In his usual slick and sensual manner, Wizkid is on top form navigating between the catchy hook and the two verses before Wale joins him to drop some Yoruba bars, which was super exciting at the time the song dropped. Following this, Wizkid and Wale went on to collaborating again on the fantastic “My Love” alongside Major Lazer and Dua Lipa.
“One Question” featuring Yemi Sax
Over the course of his career, people have accused Wizkid of switching up, however one thing which has remained consistent is his dedication to releasing love songs. Released as a single on Valentine’s Day before his sophomore album dropped, “One Question” was clearly angled for the lovers and he did a great job mixing his party-starting ability with an amorous number on this track. Enlisting Yemi Sax to give the song a more romantic feel with the blaring saxophone, this is one of the best Wizkid songs in the catalogue.
“Wine to the Top” – Vybz Kartel featuring Wizkid
We definitely had to add this number to the list, as not only is it a hugely underrated jam that we don’t get to hear enough in the clubs, it’s actually a single from Wizkid and Vybz Kartel himself. The clash from the weekend had people digging up Starboy’s old tweets including one where he admitted to Vybz Kartel’s music heavily influencing his, and this influence is made abundantly clear on “Wine to the Top”, as Wizkid puts on his best patois-filled verse for this waist-breaking number.
“Everytime” ft Future
By the time Wizkid had featured on Drake’s chart-scaling number “One Dance” it seemed like the international features were literally rolling in by the thousands. ‘Sounds from the Other Side’ saw him linking with Drake again, Major Lazer and even Trey Songz and Ty Dolla $ign.
That same year, he tapped into everyone’s problematic fave, Future for a romantic single “Everytime”. The song was only released on Soundcloud for a long time, and was then made available on streaming platforms a little while after, so it managed to slip under the radar as well. Produced by Shizzi, both artists traded bars about beautiful, enchanting women who they can’t seem to shake off their minds.
“Blow” ft Blaq Jerzee
Last December, Wizkid surprised fans with a new 7-track project ‘SoundMan Vol.1’ on which he paired his intoxicating melodies with colourful beats from producers Kel P, Blaq Jerzee and newcomer, London. On the EP’s second track “Blow”, Wizkid leans further into his Caribbean influences with the raunchy intentions behind his laid back vocals as he tries to woo a love interest. The T.G. Omori-directed visuals match the song’s colourful and seductive lyrics.

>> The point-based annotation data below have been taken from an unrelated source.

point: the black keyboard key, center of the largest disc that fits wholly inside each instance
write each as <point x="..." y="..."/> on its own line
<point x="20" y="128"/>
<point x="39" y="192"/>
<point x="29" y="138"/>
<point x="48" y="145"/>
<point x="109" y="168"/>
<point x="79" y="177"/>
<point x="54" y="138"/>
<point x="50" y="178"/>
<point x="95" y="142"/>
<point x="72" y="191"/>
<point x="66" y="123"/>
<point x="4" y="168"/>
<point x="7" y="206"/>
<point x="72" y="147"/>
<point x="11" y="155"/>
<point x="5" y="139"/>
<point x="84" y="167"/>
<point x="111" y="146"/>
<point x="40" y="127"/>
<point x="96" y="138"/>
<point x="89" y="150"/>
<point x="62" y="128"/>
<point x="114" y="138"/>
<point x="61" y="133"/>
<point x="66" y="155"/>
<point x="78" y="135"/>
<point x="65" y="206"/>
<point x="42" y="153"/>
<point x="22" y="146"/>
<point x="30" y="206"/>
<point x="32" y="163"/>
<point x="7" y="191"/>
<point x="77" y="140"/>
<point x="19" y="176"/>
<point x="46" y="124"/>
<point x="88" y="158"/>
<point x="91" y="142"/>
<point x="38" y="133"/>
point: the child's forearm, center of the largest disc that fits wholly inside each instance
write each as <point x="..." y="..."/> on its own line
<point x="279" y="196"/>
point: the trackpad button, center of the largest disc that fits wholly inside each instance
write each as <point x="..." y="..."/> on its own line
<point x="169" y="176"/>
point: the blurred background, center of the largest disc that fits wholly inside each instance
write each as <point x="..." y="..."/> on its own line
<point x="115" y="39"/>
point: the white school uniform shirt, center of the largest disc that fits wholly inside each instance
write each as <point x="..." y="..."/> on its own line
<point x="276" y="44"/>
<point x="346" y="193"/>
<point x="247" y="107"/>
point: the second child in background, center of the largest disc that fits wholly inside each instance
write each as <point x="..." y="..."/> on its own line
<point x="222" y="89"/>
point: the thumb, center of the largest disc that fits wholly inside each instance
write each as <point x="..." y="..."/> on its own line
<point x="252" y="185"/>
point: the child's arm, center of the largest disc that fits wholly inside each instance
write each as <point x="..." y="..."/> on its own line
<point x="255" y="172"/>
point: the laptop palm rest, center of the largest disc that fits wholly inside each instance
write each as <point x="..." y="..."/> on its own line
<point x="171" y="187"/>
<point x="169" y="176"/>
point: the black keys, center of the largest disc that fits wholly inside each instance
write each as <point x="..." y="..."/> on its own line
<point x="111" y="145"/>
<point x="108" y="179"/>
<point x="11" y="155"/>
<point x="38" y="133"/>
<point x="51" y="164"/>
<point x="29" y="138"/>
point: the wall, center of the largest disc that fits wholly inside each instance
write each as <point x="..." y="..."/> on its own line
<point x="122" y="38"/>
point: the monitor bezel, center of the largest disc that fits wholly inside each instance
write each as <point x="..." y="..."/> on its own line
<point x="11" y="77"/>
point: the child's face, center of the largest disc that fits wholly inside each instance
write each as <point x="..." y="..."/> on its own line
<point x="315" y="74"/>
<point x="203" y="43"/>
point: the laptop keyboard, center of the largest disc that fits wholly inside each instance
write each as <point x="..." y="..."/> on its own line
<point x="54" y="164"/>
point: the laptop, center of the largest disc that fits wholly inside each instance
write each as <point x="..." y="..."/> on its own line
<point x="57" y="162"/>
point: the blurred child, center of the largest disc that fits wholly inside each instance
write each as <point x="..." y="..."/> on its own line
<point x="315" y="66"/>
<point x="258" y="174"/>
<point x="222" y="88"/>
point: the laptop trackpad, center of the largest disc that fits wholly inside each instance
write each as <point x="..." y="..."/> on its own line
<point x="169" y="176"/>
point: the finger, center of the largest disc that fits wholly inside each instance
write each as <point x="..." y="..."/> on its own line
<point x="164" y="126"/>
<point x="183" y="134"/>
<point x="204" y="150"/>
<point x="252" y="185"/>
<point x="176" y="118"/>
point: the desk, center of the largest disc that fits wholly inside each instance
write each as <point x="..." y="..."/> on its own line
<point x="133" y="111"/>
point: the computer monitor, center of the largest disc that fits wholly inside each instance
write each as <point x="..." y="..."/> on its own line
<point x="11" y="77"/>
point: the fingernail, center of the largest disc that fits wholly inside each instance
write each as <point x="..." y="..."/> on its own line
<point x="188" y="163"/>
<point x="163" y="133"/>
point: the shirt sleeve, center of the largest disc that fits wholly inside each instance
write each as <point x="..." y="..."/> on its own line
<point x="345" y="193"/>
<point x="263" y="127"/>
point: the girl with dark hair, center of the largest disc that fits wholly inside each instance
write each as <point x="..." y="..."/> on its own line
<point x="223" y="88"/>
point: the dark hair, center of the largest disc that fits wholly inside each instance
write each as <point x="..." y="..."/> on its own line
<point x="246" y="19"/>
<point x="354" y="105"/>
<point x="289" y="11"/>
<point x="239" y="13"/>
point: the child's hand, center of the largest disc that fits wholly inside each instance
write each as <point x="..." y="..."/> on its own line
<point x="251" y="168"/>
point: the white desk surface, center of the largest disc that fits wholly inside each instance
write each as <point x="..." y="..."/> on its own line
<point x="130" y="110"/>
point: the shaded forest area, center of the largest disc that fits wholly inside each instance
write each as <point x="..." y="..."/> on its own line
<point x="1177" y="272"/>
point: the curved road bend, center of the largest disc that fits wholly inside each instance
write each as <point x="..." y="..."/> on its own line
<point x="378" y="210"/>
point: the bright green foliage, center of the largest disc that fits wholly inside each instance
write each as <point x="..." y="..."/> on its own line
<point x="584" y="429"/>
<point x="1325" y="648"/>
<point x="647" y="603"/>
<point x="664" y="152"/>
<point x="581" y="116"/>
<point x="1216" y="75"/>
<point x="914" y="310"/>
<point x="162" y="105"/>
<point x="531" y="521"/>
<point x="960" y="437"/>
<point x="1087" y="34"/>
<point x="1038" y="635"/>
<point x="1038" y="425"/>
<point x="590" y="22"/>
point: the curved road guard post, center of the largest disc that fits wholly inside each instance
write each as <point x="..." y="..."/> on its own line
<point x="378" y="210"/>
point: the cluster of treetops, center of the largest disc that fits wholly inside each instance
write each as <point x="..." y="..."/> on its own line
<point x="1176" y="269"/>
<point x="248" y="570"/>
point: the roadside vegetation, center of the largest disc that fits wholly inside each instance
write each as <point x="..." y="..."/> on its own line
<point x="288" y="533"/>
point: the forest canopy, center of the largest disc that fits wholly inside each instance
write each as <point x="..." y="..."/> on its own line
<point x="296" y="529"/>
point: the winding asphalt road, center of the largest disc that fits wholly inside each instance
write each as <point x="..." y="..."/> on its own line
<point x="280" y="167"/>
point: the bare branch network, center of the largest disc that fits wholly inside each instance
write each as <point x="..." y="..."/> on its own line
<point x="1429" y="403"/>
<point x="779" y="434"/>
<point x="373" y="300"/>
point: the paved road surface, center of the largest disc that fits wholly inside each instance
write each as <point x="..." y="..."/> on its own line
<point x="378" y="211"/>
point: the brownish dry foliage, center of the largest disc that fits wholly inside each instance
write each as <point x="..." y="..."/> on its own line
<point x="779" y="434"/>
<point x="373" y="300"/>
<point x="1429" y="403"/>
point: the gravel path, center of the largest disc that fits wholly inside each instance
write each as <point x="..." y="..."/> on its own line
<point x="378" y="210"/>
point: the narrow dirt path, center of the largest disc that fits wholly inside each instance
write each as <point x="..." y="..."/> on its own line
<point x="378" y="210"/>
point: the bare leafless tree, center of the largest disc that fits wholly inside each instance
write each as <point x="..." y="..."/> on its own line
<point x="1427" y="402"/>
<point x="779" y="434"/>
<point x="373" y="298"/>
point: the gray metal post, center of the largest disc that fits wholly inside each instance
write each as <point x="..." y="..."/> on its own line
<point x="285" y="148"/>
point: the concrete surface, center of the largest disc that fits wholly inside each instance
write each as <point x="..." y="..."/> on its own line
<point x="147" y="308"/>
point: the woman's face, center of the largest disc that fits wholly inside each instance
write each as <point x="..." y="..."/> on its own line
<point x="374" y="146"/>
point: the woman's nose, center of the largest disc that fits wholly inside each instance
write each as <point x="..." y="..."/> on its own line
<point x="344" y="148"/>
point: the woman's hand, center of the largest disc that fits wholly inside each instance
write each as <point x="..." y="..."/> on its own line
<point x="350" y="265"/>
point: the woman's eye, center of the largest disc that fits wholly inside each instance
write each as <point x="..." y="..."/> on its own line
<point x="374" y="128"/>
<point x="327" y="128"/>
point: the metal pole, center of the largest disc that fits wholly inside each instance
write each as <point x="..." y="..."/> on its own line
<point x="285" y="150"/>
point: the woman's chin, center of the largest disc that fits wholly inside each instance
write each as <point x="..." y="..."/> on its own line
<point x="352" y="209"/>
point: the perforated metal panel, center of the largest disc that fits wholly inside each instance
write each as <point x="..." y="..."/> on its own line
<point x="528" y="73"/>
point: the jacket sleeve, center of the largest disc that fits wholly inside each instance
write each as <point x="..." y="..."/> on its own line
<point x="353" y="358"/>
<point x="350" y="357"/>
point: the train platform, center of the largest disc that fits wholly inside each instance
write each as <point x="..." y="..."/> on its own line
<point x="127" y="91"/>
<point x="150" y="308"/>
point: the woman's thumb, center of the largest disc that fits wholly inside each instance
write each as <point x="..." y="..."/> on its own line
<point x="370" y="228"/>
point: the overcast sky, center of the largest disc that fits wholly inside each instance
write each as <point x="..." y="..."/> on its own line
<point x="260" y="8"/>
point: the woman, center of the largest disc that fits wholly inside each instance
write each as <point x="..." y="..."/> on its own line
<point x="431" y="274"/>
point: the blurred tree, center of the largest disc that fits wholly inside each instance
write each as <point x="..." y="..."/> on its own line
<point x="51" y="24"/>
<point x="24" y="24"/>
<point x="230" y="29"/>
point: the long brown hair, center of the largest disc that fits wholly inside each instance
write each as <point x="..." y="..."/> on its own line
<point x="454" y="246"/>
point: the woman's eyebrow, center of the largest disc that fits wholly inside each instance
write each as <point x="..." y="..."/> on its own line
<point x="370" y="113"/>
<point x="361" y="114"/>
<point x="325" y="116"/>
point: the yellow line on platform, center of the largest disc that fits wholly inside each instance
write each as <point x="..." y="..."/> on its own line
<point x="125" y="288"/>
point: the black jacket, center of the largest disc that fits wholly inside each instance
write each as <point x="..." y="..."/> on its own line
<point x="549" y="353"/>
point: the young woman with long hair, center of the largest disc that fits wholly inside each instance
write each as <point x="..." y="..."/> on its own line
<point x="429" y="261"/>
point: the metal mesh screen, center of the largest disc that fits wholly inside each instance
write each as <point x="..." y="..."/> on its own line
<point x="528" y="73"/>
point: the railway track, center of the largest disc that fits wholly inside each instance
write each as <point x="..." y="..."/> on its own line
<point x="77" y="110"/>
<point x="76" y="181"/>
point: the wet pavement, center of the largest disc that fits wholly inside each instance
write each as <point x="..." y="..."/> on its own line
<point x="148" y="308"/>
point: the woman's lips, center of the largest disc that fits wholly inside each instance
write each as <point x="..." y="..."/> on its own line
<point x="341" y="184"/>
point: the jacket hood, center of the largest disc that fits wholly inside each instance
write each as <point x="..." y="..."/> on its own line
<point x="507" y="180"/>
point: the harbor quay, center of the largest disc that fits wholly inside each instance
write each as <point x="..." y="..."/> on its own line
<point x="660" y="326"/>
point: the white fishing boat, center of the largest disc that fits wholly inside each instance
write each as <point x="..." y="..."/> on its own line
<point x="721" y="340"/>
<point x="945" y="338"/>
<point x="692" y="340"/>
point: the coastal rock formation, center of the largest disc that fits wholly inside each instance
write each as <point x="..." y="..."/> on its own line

At the time it was released, “Thank You” strayed away not the usual infectious danceable afropop melody we were used to expecting from Wizkid. To show off his range, he dropped a thanful and appreciative track to his fans for their undeniable support over the course of his short stint at the time, over the catchy Spellz-produced beat produced. These days, Wizkid stans, known as Wizkid FC are almost on the same ranks as the Beyhive or Barbs, and the #NS10V10 clash definitely showed this, when they showed up and out to support Wizkid in online polls to win the #NS10vs10.